Aman Narang argues against the Silicon Valley taboo of not admitting financial motivation. While the mission must be primary to solve hard problems, wanting to make money for your family is a perfectly valid and common driver for entrepreneurs.
To combat enterprise stagnation, Toast launched "New Ventures," an internal incubator that isolates small, entrepreneurial teams. With dedicated comp plans, these teams focus on finding the next zero-to-one product, successfully launching initiatives like Toast Retail.
After finding product-market fit, Toast's founders realized they lacked the skills for company-building and execution. In a move counter to modern startup culture, they hired an experienced external CEO to scale the organization, while they stepped into President roles.
Toast's AI vision isn't just a chatbot. It aims to act as a fractional employee for restaurateurs, automating complex tasks they'd normally hire consultants for—like marketing, accounting, and payroll—democratizing expertise for small businesses.
Despite strong initial demand, Toast paused its scaling efforts. The founders recognized their tech wasn't ready: the software didn't work offline, commodity hardware was failing, and support was nonexistent. This discipline was crucial for long-term survival.

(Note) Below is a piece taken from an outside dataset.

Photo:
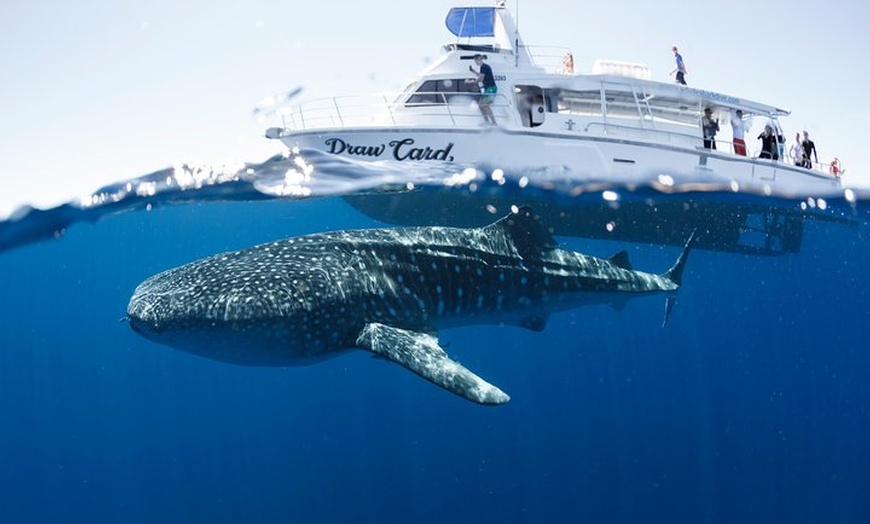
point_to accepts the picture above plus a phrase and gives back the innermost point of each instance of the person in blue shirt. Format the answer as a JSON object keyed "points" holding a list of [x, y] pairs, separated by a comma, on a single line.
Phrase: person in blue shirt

Restaurants are a sub-10% margin business, but because costs like rent and labor are fixed, every incremental order has an ~80% margin. This insight highlights a huge opportunity for yield management technology to help restaurants fill empty seats and dramatically improve profitability.
Toast prioritizes capital efficiency for its B2B audience, avoiding expensive, brand-focused marketing like sports sponsorships. Founder Aman Narang attributes this to his frugal DNA and a focus on solving customer problems, not building a consumer brand (yet).

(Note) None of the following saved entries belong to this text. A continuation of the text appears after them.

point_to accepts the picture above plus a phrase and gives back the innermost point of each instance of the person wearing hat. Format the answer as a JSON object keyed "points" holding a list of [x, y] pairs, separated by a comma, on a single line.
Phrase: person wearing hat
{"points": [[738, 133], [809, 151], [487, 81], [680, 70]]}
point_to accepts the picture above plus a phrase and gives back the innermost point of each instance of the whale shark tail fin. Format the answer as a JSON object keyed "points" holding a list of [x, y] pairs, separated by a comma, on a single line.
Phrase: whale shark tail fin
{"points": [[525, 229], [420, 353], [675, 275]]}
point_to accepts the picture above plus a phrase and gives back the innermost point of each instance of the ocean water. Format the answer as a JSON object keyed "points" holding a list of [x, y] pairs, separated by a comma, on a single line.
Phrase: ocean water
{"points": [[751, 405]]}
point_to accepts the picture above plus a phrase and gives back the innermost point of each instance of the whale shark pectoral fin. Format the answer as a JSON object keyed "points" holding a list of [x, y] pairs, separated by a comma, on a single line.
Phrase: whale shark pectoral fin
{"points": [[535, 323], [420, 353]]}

Instead of focusing on one restaurant type, Toast deliberately served diverse, complex segments (cafes, fine dining, bars) from day one. This built a robust, universal platform that became a long-term competitive advantage and empowered their city-by-city sales teams.

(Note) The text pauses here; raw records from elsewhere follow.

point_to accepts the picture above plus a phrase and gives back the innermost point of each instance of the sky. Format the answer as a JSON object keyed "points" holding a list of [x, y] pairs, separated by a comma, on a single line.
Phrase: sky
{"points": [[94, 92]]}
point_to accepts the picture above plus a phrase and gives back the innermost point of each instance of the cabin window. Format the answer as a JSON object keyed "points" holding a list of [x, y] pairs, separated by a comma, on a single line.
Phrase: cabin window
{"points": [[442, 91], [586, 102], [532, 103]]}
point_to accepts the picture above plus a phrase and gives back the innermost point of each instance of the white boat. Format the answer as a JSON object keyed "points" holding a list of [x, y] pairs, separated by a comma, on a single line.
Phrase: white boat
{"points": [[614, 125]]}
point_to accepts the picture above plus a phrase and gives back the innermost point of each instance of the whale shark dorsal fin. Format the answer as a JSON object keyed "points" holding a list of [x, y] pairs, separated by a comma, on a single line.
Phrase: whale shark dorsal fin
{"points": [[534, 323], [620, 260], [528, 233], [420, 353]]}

Toast hit a wall after reaching initial traction. While customers wanted the product, the company's execution was failing due to poor hiring, a lack of systems, and weak culture. This reveals that scaling operations is a distinct and critical challenge after finding PMF.
Toast's success wasn't just its three co-founders. Aman Narang emphasizes the critical role of a "founding core group," including the first key engineering hire and an HBS intern, who were instrumental in finding product-market fit and should be recognized as practical founders.